# Bushwood fishing?



## Fishnet (May 21, 2013)

hey guy's
I'm fishing tonight into tmr morning at Point Lookout and was thinking about heading out to Bushwood tmr afternoon.
There was a boat rental place at Bushwood that rented small flat bottom boats but I was unable to find them online and
was wondering if they went out of business. Does anyone know of the place? Also, has anyone fished Bushwood recently?
The DNR website said that the Croaker are biting there.


----------



## Tyrik (Jan 5, 2013)

The store is called Quades Store if you google Quades Store Bushwood Md it should come up


----------



## earl of DC (Jul 7, 2007)

they dont rent anymore !!!


----------



## Fishnet (May 21, 2013)

Thx, I called them but they were closed and the recording gave me some weird hrs of operation, no mention of mon-wed hrs. 
They don't have a website and there is no mention of boat rentals on info I did find inline. oh well, guess I'll stay at PLO.


----------



## Croaker D (Apr 18, 2010)

As Earl said they do not rent anymore but you can rent one at cobb island!


----------



## timekeeper (Apr 11, 2009)

Is the launch ramp still there ?


----------



## jigmeister (Feb 23, 2013)

Croaker D said:


> As Earl said they do not rent anymore but you can rent one at cobb island!


Do yourself a favor and spend the stew to go hear : http://www.bunkyscharterboats.com/rental-boat.html


----------



## MetroMan (Mar 7, 2009)

Wow, their prices went up. It was just $90 for an all day boat rental a few years back. Still a good deal if you get 4 ppl though.


----------



## Croaker D (Apr 18, 2010)

jigmeister when is the last time you rent a boat from cobb island??? The man said bushwood fishing not fishing on the pax!


----------



## Croaker D (Apr 18, 2010)

And there rates are a whole lot cheaper and better fishing imo!


----------



## MSC (May 8, 2010)

Bushwood. Yes there is still a boat ramp there and you can also fish the pier. They do really well there for catfish from the pier. This area gets lots of white perch, croakers and spot.


----------



## jigmeister (Feb 23, 2013)

Croaker D said:


> And there rates are a whole lot cheaper and better fishing imo!

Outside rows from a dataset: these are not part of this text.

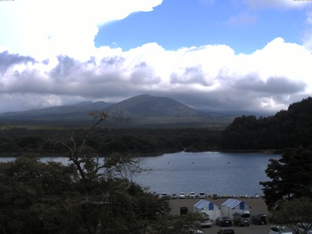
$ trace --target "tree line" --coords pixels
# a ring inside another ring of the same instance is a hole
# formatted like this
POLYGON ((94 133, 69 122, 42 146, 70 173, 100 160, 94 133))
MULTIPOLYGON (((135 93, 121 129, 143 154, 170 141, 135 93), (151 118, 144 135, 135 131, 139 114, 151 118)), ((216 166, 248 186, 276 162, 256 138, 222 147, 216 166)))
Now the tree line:
MULTIPOLYGON (((74 132, 78 142, 88 130, 76 129, 28 130, 20 128, 0 131, 0 154, 21 152, 63 154, 66 149, 59 145, 42 147, 48 138, 67 140, 74 132)), ((87 139, 89 145, 99 154, 120 153, 161 154, 181 151, 215 149, 221 131, 210 129, 107 129, 97 128, 87 139)), ((12 154, 11 154, 12 153, 12 154)))
POLYGON ((235 118, 222 131, 219 144, 224 149, 307 148, 312 144, 312 98, 292 103, 273 116, 235 118))
POLYGON ((77 141, 48 139, 67 150, 69 163, 40 162, 29 154, 0 163, 0 233, 187 234, 198 214, 173 215, 168 198, 148 193, 132 180, 144 170, 139 159, 117 153, 100 161, 88 144, 97 122, 77 141))

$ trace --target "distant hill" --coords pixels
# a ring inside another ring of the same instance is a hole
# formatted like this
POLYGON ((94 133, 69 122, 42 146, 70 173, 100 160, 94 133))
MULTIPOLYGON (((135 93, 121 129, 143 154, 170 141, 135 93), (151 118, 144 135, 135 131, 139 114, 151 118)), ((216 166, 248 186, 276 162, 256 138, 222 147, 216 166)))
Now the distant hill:
POLYGON ((193 109, 169 98, 154 97, 147 94, 136 96, 106 108, 108 113, 122 111, 136 117, 196 117, 193 109))
MULTIPOLYGON (((159 124, 176 123, 180 123, 178 126, 185 124, 188 127, 193 125, 224 126, 229 124, 233 119, 233 117, 226 115, 222 116, 207 113, 203 115, 173 99, 144 94, 115 104, 103 101, 87 101, 76 105, 7 112, 0 115, 0 120, 9 121, 10 123, 26 120, 43 121, 47 124, 55 121, 62 121, 60 123, 62 124, 67 122, 66 121, 78 123, 90 120, 88 114, 92 111, 105 111, 111 116, 121 113, 131 119, 130 124, 134 126, 160 126, 159 124)), ((120 126, 123 126, 123 124, 121 124, 120 126)))
POLYGON ((312 147, 312 98, 291 104, 273 116, 235 118, 222 132, 224 149, 282 149, 312 147))
POLYGON ((0 119, 52 120, 77 118, 80 113, 103 110, 108 106, 109 104, 104 101, 84 102, 76 105, 52 106, 47 108, 29 111, 6 112, 0 115, 0 119))

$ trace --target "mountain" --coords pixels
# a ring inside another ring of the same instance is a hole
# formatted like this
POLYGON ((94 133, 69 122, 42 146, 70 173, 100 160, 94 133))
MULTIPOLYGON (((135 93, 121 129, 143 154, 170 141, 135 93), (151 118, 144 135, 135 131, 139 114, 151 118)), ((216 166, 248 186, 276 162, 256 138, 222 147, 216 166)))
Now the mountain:
POLYGON ((80 113, 103 110, 109 104, 104 101, 83 102, 76 105, 52 106, 47 108, 25 111, 6 112, 0 115, 0 119, 61 119, 77 118, 80 113))
POLYGON ((233 119, 227 116, 202 115, 172 98, 144 94, 115 104, 103 101, 86 101, 76 105, 7 112, 0 115, 0 120, 10 122, 27 120, 28 121, 44 120, 46 123, 55 121, 61 121, 63 123, 73 123, 88 121, 91 118, 88 114, 93 111, 105 111, 111 116, 121 113, 131 119, 130 123, 133 126, 156 126, 159 124, 176 123, 179 123, 179 126, 182 124, 189 127, 224 126, 229 124, 233 119))
POLYGON ((105 109, 108 113, 122 111, 135 117, 195 117, 193 109, 169 98, 153 97, 147 94, 136 96, 105 109))

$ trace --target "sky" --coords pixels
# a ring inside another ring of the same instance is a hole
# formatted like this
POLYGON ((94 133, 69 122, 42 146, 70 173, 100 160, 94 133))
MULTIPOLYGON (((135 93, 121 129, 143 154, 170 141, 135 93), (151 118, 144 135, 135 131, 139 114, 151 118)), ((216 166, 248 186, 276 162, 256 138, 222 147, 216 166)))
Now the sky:
POLYGON ((274 112, 312 93, 312 1, 0 1, 0 113, 149 94, 274 112))

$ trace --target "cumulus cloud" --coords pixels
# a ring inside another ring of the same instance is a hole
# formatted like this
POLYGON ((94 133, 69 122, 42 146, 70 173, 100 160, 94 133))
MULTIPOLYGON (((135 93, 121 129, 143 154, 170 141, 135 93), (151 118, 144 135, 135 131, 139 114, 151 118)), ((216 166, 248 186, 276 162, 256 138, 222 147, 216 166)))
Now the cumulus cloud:
POLYGON ((199 84, 203 86, 213 84, 212 80, 208 80, 201 69, 201 66, 186 67, 184 72, 179 75, 176 73, 170 75, 171 84, 199 84))
POLYGON ((102 48, 84 60, 59 55, 53 65, 1 56, 11 61, 0 76, 2 112, 145 93, 197 109, 276 111, 312 93, 311 51, 280 38, 249 55, 224 45, 170 51, 154 43, 102 48))
MULTIPOLYGON (((38 60, 64 54, 81 59, 96 53, 98 27, 162 0, 21 0, 1 2, 0 47, 38 60)), ((51 58, 52 59, 52 58, 51 58)))
POLYGON ((29 56, 20 56, 18 54, 9 54, 7 51, 0 53, 0 73, 3 73, 10 66, 18 63, 33 63, 35 59, 29 56))

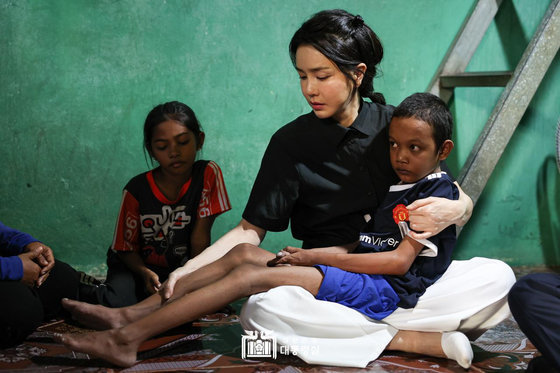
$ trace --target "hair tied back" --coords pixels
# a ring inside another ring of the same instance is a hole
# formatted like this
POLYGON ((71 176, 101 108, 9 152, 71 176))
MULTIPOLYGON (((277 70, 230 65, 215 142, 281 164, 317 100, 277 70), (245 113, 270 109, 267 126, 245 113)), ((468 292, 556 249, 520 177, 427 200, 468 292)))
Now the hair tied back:
POLYGON ((362 27, 364 25, 364 19, 362 18, 362 16, 360 16, 359 14, 355 15, 354 18, 352 19, 352 27, 354 28, 359 28, 362 27))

Never rented from Cobb Island but fished their many times. Better than Solomons ? Not by a longshot. I used to live in California , MD, right on the Pax. I have caught more species of fish there than anywhere else except hear on the Eastern Shore. The Pax has many feeder creeks, has better crabbing and better access to the Bay itself. Plus, it can get really snotty on that stretch of the Potomac.


----------



## Fishnet (May 21, 2013)

Hey Croaker D, Thx for the info about Cobb. 
So, my friend and I got to Cobb after fishing PLO. The rental was $135 for the day and we had our lines wet by 12:30 pm.
really slow going for a while and was honestly just hoping to catch some perch but then I switcted from blood worms to shrimp and things started to pick up. We ended up with 10 really nice sized Croaker and a catfish. Didn't catch any perch. Talked to some others out on their boats but no one else seemed to be having much luck so if you're looking for Croakers, maybe give shrimp a try. Definitely some big croakers out there right now!


----------



## Fishnet (May 21, 2013)

Hey Croaker D, Thx for the info about Cobb. 
So, my friend and I got to Cobb after fishing PLO. The rental was $135 for the day and we had our lines wet by 12:30 pm.
really slow going for a while and was honestly just hoping to catch some perch but then I switcted from blood worms to shrimp and things started to pick up. We ended up with 10 really nice sized Croaker and a catfish. Didn't catch any perch. Talked to some others out on their boats but no one else seemed to be having much luck so if you're looking for Croakers, maybe give shrimp a try. Definitely some big croakers out there right now!


----------



## Fishnet (May 21, 2013)

I'll try the Bunky's place next time. Has anyone been fishing there lately? Thats at Solomon's right?


----------



## FishingKid (Nov 7, 2011)

Fishnet said:


> I'll try the Bunky's place next time. Has anyone been fishing there lately? Thats at Solomon's right?


Yepppp


----------



## Croaker D (Apr 18, 2010)

No problem buddy, I have been killing them in that area on shrimp got 18 keepers last night! About to start cleaning now my woman wants some fried croaker tonight!


----------



## Fishnet (May 21, 2013)

On a boat ?


----------



## Croaker D (Apr 18, 2010)

On shore in the bushwood area!


----------



## jigmeister (Feb 23, 2013)

Croaker D said:


> On shore in the bushwood area!


Hey CroakerD, ever fished on the Eastern Shore ? You seem to be an expert on HH. Come on down brokeems ! Send me a pm and I'll tune you in.


----------



## jigmeister (Feb 23, 2013)

:beer: BS artist


----------



## Croaker D (Apr 18, 2010)

Lol im no expert but I do know where to get them and how to get them.... I know alot of guys on this forum and have fished with alot of guys on this forum once or twice also! I put my time in and plenty of it! As for the eastern shore I have not fished there alot and really have no plans on fishing the eastern shore I believe I do pretty darn good in the places i go on this side of md.


----------